To summarise his position, he advocates a theory of emergence, which is to say the properties of natural phenomena such as intelligence and life emerge from the interaction of a multitude of variables without being reducible to any one of them. Nor can any one variable be said to be the first or final cause of any particular event. Even the notion of control we associate with, for example, human agency is seen as the effect of some prior cause or causes rather than as a determining influence itself. Higher order phenomena such as consciousness are less the attributes of a particular substance than consequences of the behaviour of a certain pattern or arrangement: "Consciousness cannot therefore be a property of matter, only a property of certain configurations of matter." (p. 38). It is these principles that Grand seeks to implement through computer simulations, thereby creating virtual laboratories for exploring the creation of life, intelligence and consciousness.

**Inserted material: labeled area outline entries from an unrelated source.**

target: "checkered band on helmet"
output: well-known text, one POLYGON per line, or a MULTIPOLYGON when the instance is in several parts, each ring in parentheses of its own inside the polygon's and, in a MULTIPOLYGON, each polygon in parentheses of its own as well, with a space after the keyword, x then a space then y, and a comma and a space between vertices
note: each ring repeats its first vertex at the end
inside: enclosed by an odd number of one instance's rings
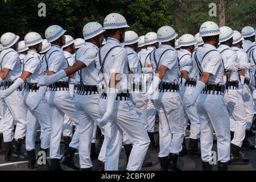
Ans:
MULTIPOLYGON (((49 38, 47 38, 47 41, 50 42, 51 40, 54 40, 57 37, 59 37, 60 35, 63 34, 64 30, 61 28, 59 32, 57 32, 55 35, 50 36, 49 38)), ((47 36, 47 35, 46 35, 47 36)))
POLYGON ((137 37, 135 39, 133 39, 132 40, 126 40, 123 42, 122 44, 132 44, 133 43, 136 43, 136 42, 139 40, 139 37, 137 37))
POLYGON ((176 35, 177 35, 177 34, 175 32, 174 32, 172 35, 170 35, 168 36, 164 37, 164 38, 160 38, 160 37, 159 37, 160 35, 158 35, 158 41, 161 41, 161 42, 163 42, 164 40, 168 41, 170 39, 174 39, 174 37, 176 35))
POLYGON ((232 31, 232 32, 230 34, 229 34, 229 35, 228 35, 228 36, 222 38, 220 38, 219 41, 220 42, 222 42, 228 40, 229 39, 230 39, 233 35, 234 35, 234 32, 232 31))
POLYGON ((206 35, 207 34, 210 34, 213 33, 220 33, 220 29, 216 29, 216 30, 205 30, 200 32, 200 36, 202 36, 203 35, 206 35))
POLYGON ((86 37, 94 35, 95 34, 97 34, 102 30, 103 30, 103 27, 101 27, 98 30, 94 30, 94 31, 93 31, 92 32, 88 33, 88 34, 84 34, 84 38, 85 39, 86 37))
POLYGON ((196 44, 197 43, 196 40, 192 40, 189 42, 179 42, 179 44, 180 46, 184 46, 184 45, 189 45, 189 44, 196 44))
POLYGON ((39 43, 40 42, 42 42, 42 41, 43 40, 43 39, 42 38, 42 37, 39 38, 38 39, 36 39, 35 40, 33 40, 31 41, 29 41, 29 42, 27 42, 25 41, 25 45, 26 46, 30 46, 30 45, 35 44, 35 43, 39 43))
POLYGON ((10 47, 11 44, 13 44, 13 43, 15 42, 15 40, 16 40, 16 39, 18 38, 17 35, 15 35, 13 39, 11 40, 11 41, 10 41, 8 43, 5 44, 3 43, 2 43, 2 45, 3 46, 3 47, 10 47))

The nub of Grand’s formula for the creation of life is to combine a number of mechanical building blocks such as modulators, transducers, differentiators and integrators (what he calls "God’s LEGO set"), each relatively simple but capable of producing complex behaviour when acting in concert. Crucial to the whole enterprise is the provision of some basic impulses and drives, like the need to eat, communicate, learn and mate, without which, he argues, a living thing would lack purpose. All these behaviours can be simulated in a virtual world-space wherein the life, or computer code behaving as life, is born: "Our task is not to program in intelligent behaviour, but to enable such behaviour to emerge from simulated objects that embody the cybernetic properties from which life emerged in the natural world." (p. 147).

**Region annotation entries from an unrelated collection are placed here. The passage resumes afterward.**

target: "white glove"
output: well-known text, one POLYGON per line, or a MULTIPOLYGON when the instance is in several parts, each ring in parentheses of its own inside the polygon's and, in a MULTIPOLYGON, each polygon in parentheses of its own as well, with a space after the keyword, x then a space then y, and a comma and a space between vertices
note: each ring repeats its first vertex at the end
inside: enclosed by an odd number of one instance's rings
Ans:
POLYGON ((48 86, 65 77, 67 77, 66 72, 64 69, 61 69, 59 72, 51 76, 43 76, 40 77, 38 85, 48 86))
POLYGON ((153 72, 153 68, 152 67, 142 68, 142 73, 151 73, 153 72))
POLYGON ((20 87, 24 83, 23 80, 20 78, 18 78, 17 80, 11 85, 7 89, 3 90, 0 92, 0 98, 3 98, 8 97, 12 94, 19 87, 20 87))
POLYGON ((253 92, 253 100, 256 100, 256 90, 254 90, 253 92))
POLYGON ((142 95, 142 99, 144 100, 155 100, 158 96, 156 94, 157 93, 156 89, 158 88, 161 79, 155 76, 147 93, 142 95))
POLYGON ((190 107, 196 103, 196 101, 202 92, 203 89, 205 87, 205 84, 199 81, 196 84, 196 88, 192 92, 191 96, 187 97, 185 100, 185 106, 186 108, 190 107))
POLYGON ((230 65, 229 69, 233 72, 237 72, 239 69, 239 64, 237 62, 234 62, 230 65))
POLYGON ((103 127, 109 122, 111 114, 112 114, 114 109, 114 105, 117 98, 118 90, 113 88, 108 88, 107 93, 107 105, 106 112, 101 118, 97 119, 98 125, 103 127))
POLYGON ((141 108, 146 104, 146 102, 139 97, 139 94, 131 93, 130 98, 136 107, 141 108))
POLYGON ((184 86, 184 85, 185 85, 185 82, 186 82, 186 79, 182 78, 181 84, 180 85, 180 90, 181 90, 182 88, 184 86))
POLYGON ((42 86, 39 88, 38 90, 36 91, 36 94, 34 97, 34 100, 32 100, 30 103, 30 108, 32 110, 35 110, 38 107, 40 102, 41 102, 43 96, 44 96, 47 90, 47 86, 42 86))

Grand has an engaging style, his arguments are almost always persuasive, and his examples and analogies genuinely illuminating. Given the complexity of the subject matter, the text moves at a lively pace yet without compromising the seriousness of his thesis. I have to admit that in my case he was preaching to the converted, but I hope this book will have a wider impact, in particular on those in the AI and A-Life communities, and indeed in the scientific community in general, who seek to reductively analyse complex phenomena. Although the book might be criticised for sometimes conflating life, intelligence and consciousness, Creation stands as a model of clear, independent thought, impassioned reason and well-founded speculation.